Bir işletmenin değerini ve finansal istikrarı değerlendirmek için yatırımcılar tarafından kullanılan birincil değerleme ölçütlerinden biri hisse başına kazançtır (EPS). EPS, bir şirketin net gelirinin, kalan hisse senetlerinin sayısına bölünmesini yansıtır. EPS, elbette, büyük ölçüde bir şirketin kazançlarına bağlıdır. EPS hesaplaması için, faiz ve vergilerden önceki kazançlar (FVÖK) kullanılır, çünkü bu, işletmeyi sürdürmek için gereken giderlerin muhasebeleştirilmesinden sonra kalan kâr miktarını yansıtır. FVÖK genellikle işletme geliri olarak da adlandırılır.
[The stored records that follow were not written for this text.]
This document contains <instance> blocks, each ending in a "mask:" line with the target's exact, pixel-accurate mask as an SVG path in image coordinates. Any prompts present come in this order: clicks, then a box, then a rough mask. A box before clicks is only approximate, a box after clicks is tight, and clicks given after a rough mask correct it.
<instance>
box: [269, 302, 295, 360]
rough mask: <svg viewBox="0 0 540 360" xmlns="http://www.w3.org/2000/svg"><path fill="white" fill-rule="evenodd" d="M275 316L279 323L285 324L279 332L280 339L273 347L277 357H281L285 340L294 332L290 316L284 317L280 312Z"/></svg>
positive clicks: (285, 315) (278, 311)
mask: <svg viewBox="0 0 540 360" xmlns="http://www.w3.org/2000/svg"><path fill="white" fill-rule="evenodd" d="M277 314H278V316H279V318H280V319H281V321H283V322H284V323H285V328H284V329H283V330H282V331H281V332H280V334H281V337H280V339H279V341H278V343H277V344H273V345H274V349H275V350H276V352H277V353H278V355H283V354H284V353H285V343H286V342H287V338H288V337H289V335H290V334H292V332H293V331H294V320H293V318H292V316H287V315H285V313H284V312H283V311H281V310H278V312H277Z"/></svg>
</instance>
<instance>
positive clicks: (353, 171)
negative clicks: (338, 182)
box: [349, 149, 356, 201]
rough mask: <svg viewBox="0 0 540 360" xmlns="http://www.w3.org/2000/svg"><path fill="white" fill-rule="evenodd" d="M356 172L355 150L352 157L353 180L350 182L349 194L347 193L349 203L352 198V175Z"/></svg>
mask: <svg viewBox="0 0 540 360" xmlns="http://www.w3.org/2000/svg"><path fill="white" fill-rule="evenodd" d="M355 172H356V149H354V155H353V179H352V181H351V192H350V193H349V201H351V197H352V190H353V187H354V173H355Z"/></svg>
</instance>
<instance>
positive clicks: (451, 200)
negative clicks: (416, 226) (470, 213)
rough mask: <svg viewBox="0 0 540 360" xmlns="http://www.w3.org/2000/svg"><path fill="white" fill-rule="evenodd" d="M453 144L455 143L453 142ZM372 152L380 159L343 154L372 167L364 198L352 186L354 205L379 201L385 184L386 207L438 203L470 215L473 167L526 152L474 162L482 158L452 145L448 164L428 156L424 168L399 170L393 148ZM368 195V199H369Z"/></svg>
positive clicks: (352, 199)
EBIT ve EPS arasındaki ilişki aşağıdaki gibidir:
EPS = (EBIT - Borç Faizi) x (1 - Vergi Oranı) - İmtiyazlı Hisse Senedi Temettüleri Out Ödenmemiş Adi Hisse Senedi Sayısı
Varlık finansmanına karşı kaldıraç etkisinin göreli etkinliğini değerlendirirken, şirketler, EBIT-EPS başabaş noktası olarak adlandırılan EPS'nin etkilenmediği EBIT seviyesini arar. Bu hesaplama, farklı finansman planları altında sabit bir EPS'yi korumak için ne kadar ek gelir elde edilmesi gerektiğini belirler.
EBIT-EPS başabaş noktasını hesaplamak için EPS formülünü yeniden düzenleyin:
FVÖK = (EPS x Ödenmemiş Adi Hisse Senedi Sayısı) + İmtiyazlı Hisse Senedi Temettü ÷ (1 - Vergi Oranı) + Borç Faizi
Örneğin, bir şirketin 150.000 $ kazanç sağladığını ve tamamen 10.000 adi hisse senedi şeklinde özkaynaklarla finanse edildiğini varsayalım. Kurumlar vergisi oranı% 30'dur. Şirketin EPS'si (150, 0000 - 0) x (1 - 0, 3) + 0 / 10, 000 veya 10, 50 ABD dolarıdır. Şimdi şirketin% 5 faiz oranıyla 10.000 $ kredi aldığını ve ilave 10.000 hisse sattığını varsayın. EPS'nin sabit kaldığı EBIT seviyesini hesaplamak için, borç faizi, güncel EPS ve güncellenmiş hisse senetlerinin ödenmemiş değerlerini girin ve EBIT için çözün: (10.50 x 20.000 $) + 0 ÷ (1 - 0.3) + 500 $ = 300.500 $.
Bu finansman planına göre, şirket istikrarlı bir EPS'yi korumak için kazancını iki katından fazla artırmalıdır.